The defining feature of the square appeared in the 1920s. Edmundo Bittencourt, founder of the newspaper Correio da Manhã, bought the property and began to build neocolonial houses. This trend continued into the 1930s and 1940s with the help of diplomat, architect, art collector, and resident, Rodolfo da Siqueira. Sylvia de Arruda Botelho Bittencourt her husband Paulo inherited the Correio da Manhã, moved into the square, and assisted with its preservation.
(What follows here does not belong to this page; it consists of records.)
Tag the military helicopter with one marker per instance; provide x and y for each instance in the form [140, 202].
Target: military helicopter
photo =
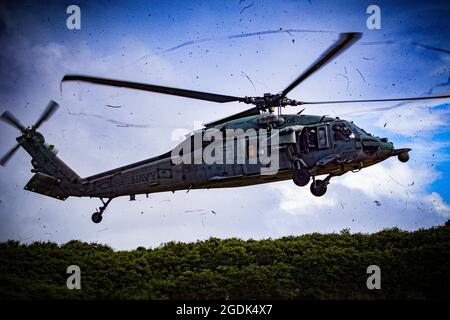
[308, 146]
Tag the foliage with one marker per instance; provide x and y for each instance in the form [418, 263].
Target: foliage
[414, 265]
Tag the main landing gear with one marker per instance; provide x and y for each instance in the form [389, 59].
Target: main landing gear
[318, 187]
[301, 176]
[97, 215]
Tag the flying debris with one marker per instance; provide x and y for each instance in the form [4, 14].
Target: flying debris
[288, 146]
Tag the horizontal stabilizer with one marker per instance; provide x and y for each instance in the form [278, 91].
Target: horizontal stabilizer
[46, 185]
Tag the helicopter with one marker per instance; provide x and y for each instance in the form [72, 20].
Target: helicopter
[306, 146]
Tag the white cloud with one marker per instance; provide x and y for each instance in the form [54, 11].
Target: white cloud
[441, 207]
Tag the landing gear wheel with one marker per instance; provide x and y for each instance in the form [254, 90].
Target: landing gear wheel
[403, 156]
[97, 217]
[318, 188]
[301, 177]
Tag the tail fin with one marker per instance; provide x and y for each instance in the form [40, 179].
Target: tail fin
[53, 177]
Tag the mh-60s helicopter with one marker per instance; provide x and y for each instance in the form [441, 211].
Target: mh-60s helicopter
[307, 146]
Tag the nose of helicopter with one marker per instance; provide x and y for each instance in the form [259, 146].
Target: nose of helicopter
[387, 150]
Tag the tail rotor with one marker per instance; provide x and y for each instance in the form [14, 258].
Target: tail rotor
[28, 132]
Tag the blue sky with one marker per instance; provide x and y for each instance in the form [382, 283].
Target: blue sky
[218, 46]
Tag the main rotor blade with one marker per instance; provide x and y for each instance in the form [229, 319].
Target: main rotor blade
[48, 112]
[12, 120]
[154, 88]
[345, 40]
[8, 155]
[246, 113]
[374, 100]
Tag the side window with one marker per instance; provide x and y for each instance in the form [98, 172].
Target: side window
[341, 131]
[322, 137]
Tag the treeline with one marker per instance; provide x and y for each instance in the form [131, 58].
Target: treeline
[414, 265]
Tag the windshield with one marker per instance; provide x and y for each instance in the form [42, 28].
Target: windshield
[358, 131]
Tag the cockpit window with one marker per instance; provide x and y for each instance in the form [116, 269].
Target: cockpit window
[341, 131]
[359, 131]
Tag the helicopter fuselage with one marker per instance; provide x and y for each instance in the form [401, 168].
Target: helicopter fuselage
[319, 145]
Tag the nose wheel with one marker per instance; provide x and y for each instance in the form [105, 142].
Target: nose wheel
[97, 215]
[318, 187]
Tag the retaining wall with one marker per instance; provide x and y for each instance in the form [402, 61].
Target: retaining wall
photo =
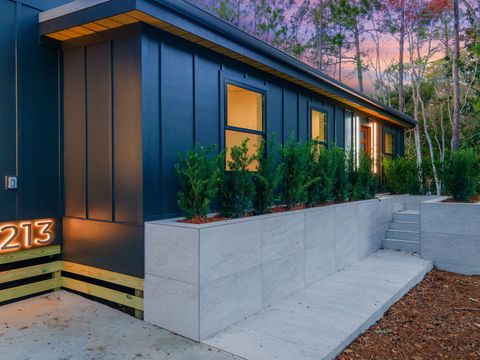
[450, 235]
[200, 279]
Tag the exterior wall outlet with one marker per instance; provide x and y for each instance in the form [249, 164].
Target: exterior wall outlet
[11, 182]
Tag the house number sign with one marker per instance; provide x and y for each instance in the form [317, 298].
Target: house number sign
[20, 235]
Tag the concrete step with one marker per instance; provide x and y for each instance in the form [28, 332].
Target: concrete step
[403, 235]
[405, 225]
[411, 216]
[401, 245]
[319, 321]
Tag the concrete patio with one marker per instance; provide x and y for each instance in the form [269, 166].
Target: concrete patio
[317, 322]
[321, 320]
[63, 325]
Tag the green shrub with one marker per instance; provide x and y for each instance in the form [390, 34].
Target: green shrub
[341, 184]
[314, 174]
[293, 169]
[461, 175]
[323, 171]
[237, 188]
[363, 180]
[199, 177]
[401, 176]
[266, 179]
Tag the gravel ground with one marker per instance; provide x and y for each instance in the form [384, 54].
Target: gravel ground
[62, 325]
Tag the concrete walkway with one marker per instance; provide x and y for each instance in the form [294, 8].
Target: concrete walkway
[321, 320]
[63, 325]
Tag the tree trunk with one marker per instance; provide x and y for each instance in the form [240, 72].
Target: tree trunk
[438, 185]
[340, 63]
[401, 43]
[320, 37]
[358, 57]
[456, 83]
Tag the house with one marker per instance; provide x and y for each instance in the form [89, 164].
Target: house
[103, 94]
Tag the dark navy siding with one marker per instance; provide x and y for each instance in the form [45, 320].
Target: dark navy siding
[184, 104]
[103, 167]
[30, 113]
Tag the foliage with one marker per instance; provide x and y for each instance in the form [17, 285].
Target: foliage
[237, 188]
[401, 176]
[461, 175]
[267, 177]
[199, 177]
[293, 168]
[341, 185]
[314, 186]
[363, 180]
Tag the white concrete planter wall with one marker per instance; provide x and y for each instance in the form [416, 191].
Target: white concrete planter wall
[200, 279]
[450, 235]
[411, 202]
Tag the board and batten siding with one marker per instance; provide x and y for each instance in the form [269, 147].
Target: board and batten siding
[135, 97]
[103, 172]
[184, 104]
[30, 116]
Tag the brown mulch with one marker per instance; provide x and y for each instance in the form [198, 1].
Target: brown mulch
[474, 199]
[438, 319]
[199, 220]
Some of the original houses near the square were refurbished by modernist architects like Lucio Costa and Gregori Warchavchik, using original materials authentic to the colonial era salvaged from demolition projects around the city.

== Present day ==
During its "golden age", the Largo do Boticário became filled with huge houses owned by well-known figures in Brazilian society and foreigners attracted by the parties and social events held by the neighborhood's illustrious residents. Currently, however, the once-decadent area has fallen into decay. Between 2006 and 2008, one of the houses was taken over by a group of homeless people.

The Largo do Boticário is one of the few places in the city from which one can see the Carioca River. Near the square, several other historic sites in the Cosme Velho neighborhood can be found, including the Solar de Abacaxis house and the Corcovado Railway. In the 1970s, the square was featured in a scene in the movie Moonraker.